Surging Demand and a Nationwide Shortage: Why India Wants Coal for Christmas

By Jason Simpkins
Associate Editor

Over the past decade, India has blossomed into an industrial and technological powerhouse.  And two of the nation's strongest performing sectors have been steel and power, which have provided resources so vital to India's rapid growth.

Unfortunately, those sectors are faced with a major shortage that has restricted their growth - a tightening of the coal supply, the one resource both industries rely most heavily on.

India's energy sector is dependent on thermal coal for power plants and coking coal for steel, both of which have been in short supply recently. India has the fourth-largest coal reserves in the world, but so far the domestic coal mining industry has been unable to keep pace with demand.

Coal is one of the primary sources of energy, accounting for about 69% of total energy demand in the country. And the World Coal Institute expects energy consumption to rise by as much as 8% to 10% annually through 2020. According to Tata Power Co. Ltd., if India is going to maintain an annual growth rate of 8% a year, it will have to double the capacity of its power industry by 2015.

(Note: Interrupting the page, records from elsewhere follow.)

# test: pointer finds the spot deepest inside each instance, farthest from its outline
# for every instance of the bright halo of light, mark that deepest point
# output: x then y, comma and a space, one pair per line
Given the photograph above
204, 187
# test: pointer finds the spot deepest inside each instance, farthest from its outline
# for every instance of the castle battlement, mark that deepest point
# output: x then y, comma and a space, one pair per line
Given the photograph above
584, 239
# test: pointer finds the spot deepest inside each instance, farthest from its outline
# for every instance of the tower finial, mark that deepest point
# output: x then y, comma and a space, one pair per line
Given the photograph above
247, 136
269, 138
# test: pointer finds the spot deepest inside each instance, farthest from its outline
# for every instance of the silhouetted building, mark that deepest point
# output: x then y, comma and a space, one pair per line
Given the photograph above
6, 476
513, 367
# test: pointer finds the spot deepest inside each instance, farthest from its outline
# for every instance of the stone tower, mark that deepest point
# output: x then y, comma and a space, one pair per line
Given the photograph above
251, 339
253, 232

Energy companies aren't the only ones feeling the squeeze...Last year, state-owned Steel Authority of India, the country's biggest steel producer, imported 70% of its coking coal needs while Rashtriya Ispat Nigam Ltd. imported 90%.

In an effort to combat its supply deficiency, India is joining some of the other nations of the world that boast big foreign exchange reserves and is launching a government-owned investment company to buy stakes in overseas coal producers and secure future supplies. The project will marry a multitude of companies from varying sectors under a single umbrella to ensure regional prosperity.

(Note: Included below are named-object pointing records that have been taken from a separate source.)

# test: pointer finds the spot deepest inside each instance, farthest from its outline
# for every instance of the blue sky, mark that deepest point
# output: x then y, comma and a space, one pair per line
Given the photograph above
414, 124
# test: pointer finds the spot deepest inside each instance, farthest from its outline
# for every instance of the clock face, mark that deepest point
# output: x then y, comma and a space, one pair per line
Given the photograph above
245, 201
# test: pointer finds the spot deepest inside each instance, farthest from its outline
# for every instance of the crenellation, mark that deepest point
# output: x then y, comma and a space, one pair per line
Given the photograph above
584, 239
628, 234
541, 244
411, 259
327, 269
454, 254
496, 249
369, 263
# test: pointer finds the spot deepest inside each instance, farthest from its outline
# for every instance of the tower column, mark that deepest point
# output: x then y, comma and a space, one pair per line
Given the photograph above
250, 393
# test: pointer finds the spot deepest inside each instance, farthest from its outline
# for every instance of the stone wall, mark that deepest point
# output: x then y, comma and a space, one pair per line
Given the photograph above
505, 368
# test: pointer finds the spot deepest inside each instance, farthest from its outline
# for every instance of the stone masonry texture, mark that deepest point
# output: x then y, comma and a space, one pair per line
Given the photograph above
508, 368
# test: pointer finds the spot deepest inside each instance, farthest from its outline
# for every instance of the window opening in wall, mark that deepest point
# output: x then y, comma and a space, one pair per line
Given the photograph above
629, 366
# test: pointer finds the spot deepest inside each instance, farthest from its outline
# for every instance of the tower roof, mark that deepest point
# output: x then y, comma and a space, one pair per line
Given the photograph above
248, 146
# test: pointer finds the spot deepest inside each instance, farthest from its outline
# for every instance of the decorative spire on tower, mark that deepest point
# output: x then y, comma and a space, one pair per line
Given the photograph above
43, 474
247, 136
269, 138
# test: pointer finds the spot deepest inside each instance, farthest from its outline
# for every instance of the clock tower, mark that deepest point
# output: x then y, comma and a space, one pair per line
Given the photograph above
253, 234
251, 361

State-run Coal India Ltd., will lead the new investment coalition, which will also include Steel Authority of India, Rashtriya Ispat, National Thermal Power Corp. and state mining agent National Mineral Development Corp.

"This is a first of its kind in India, where government companies belonging to different ministries have joined hands in this way," India's Secretary for Steel, RS Pandy, said in an interview with the Financial Times.

Of course, not everyone believes that Coal India Ltd. has the solution to India's supply and demand gap.

"They have a plan to take production up to 750 metric tons by 2012, but if they actually believe they can do that I think they are in denial," Gerard McCloskey, chairman of the McCloskey Group, told the Financial Times.

Even RS Pandy admitted that there is no escape from imports.

"Since they're going to almost double their steel capacity in the next three years or so, their dependence [on imports] will be substantial," he said.

Also, if India began making acquisitions now, it would be doing so at the height of the commodity boom - meaning it will have to pay top dollar for any companies the state-run fund acquires.

"They are going to enter the market probably at absolutely the top of the resource boom," said McCloskey, whose research group specializes in the coal market.

The price of coal coming out of South Africa's Richards Bay Coal Terminal, the world's largest, has jumped 86% so far this year. The terminal shipped 7.3 million metric tons of coal to India in the first 10 months of the year according to Bloomberg.  That number could rise another 2 million tons by year's end, according to the terminal's shipping coordinator, Donovan Raj.